Bu olay, hukuk uygulayıcılarının ve yargı sisteminin teknolojik gelişmelere ne şekilde yaklaşması gerektiğine dair önemli soruları gündeme getirmektedir. Yapay zekâ, hukuki süreçlerde karar alma mekanizmalarına destek olabilecek nitelikte gelişmiş ve etkili bir teknolojidir. Ancak bu destekleyici rol, özellikle hukuk gibi normatif ve delil temelli bir alanda, mevcut belge ve beyanların önüne geçmemelidir. Yapay zekâ sistemlerinin ürettiği sonuçlar, ancak bir görüş niteliğinde değerlendirilebilir; bunların tek başına hukuki bir kararın gerekçesi olarak kullanılması ise ciddi sorunlar doğurabilir.
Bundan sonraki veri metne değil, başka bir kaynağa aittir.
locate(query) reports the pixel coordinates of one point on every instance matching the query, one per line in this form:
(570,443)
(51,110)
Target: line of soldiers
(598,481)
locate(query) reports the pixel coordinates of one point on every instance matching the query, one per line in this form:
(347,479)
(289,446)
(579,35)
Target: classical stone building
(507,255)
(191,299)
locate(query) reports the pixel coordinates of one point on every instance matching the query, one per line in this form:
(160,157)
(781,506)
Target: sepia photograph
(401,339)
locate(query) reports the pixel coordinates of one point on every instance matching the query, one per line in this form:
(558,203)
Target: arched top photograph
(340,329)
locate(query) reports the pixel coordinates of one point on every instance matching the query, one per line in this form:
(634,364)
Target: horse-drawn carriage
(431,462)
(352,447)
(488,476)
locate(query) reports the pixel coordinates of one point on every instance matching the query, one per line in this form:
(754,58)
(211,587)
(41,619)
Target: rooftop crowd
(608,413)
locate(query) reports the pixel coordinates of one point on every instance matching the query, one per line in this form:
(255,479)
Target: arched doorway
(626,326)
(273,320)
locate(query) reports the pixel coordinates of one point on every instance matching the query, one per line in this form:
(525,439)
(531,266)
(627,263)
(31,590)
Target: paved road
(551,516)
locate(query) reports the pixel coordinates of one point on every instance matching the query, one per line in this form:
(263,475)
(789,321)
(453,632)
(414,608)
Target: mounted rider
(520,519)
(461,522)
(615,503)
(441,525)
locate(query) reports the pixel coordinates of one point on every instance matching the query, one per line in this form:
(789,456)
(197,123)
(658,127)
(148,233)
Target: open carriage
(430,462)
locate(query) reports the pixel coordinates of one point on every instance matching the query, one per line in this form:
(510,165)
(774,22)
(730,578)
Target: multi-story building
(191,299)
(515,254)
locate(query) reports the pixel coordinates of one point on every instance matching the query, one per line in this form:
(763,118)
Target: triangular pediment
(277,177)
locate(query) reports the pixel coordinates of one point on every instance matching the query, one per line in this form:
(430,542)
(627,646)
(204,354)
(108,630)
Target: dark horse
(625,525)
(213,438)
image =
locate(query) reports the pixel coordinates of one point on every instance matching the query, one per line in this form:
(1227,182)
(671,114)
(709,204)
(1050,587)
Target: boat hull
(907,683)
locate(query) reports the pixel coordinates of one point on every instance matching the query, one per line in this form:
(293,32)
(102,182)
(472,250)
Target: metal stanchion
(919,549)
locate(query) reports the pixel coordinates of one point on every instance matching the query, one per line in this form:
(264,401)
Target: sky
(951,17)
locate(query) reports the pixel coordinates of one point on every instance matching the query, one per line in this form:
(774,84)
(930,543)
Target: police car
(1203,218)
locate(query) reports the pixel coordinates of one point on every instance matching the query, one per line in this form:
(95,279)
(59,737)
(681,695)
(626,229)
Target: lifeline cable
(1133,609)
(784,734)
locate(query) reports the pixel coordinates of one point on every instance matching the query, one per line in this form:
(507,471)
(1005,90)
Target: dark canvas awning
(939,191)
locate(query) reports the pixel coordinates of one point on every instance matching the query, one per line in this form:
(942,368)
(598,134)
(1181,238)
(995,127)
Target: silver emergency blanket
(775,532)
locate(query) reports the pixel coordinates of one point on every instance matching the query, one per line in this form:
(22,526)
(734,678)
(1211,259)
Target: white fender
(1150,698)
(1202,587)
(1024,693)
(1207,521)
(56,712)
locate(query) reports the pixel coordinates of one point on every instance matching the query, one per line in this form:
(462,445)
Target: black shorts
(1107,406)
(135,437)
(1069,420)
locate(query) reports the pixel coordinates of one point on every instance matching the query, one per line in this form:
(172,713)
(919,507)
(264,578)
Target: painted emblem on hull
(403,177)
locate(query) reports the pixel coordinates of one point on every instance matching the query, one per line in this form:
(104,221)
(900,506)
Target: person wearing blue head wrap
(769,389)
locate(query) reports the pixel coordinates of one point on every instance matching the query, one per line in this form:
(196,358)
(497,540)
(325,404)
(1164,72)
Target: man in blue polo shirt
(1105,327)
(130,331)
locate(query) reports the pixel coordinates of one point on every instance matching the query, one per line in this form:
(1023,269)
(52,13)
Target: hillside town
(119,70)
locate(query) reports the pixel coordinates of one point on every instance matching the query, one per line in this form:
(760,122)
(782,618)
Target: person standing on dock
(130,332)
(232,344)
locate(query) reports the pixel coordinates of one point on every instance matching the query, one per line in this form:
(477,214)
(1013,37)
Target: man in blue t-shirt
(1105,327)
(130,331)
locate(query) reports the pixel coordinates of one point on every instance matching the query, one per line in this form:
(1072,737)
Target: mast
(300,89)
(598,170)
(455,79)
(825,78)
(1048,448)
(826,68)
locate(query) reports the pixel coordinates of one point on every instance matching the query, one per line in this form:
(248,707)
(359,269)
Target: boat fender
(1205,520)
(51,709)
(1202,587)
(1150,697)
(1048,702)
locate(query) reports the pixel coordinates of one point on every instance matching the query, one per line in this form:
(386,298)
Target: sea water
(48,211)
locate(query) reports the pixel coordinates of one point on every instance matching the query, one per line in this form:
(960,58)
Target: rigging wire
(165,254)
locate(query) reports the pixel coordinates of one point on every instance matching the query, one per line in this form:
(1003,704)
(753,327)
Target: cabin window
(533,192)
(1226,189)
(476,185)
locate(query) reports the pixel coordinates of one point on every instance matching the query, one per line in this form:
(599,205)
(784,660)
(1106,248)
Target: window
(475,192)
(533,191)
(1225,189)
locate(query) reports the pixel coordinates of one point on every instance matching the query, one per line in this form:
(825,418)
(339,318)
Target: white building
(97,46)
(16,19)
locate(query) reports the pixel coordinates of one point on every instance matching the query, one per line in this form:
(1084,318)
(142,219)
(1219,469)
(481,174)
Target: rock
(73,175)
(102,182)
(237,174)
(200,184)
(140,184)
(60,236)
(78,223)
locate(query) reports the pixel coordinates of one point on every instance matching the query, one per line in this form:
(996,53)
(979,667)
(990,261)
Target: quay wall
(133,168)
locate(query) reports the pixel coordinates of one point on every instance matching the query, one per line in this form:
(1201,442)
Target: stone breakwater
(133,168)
Hukuk devleti ilkesi uyarınca, yargı ve idari merciler kararlarını kanuna, usule ve mevcut delillere dayandırmakla yükümlüdür. Bu bağlamda, yapay zekâ sistemlerinden alınan çıktılar, teknik bir danışmanlık fonksiyonu üstlenebilir; fakat bağlayıcı nitelikte bir görüş oluşturamaz. İcra dairesi gibi yürütme yetkisi taşıyan bir kurumun, yalnızca yapay zekâya dayalı bir değerlendirme ile işlemi reddetmesi, hem hukuki güvenlik ilkesini hem de idarenin işlem ve eylemlerinin yargı denetimine açık olmasını öngören anayasal prensipleri ihlal etmeye açık hale gelmektedir.
Bu tür örnekler, yalnızca bireysel bir uygulama hatasının ötesinde, yapay zekâya dayalı teknolojilerin hukuk sistemine entegre edilmesinde karşılaşılabilecek temel riskleri de gözler önüne sermektedir. Yapay zekâ algoritmalarının nasıl çalıştığı, hangi verilerle beslendiği, hangi sınırlamalara sahip olduğu çoğu zaman kullanıcılar tarafından bilinmemektedir. Bu belirsizlik ortamı, hukuki güvenlik ve öngörülebilirlik ilkeleriyle bağdaşmayan kararların alınmasına zemin hazırlayabilir.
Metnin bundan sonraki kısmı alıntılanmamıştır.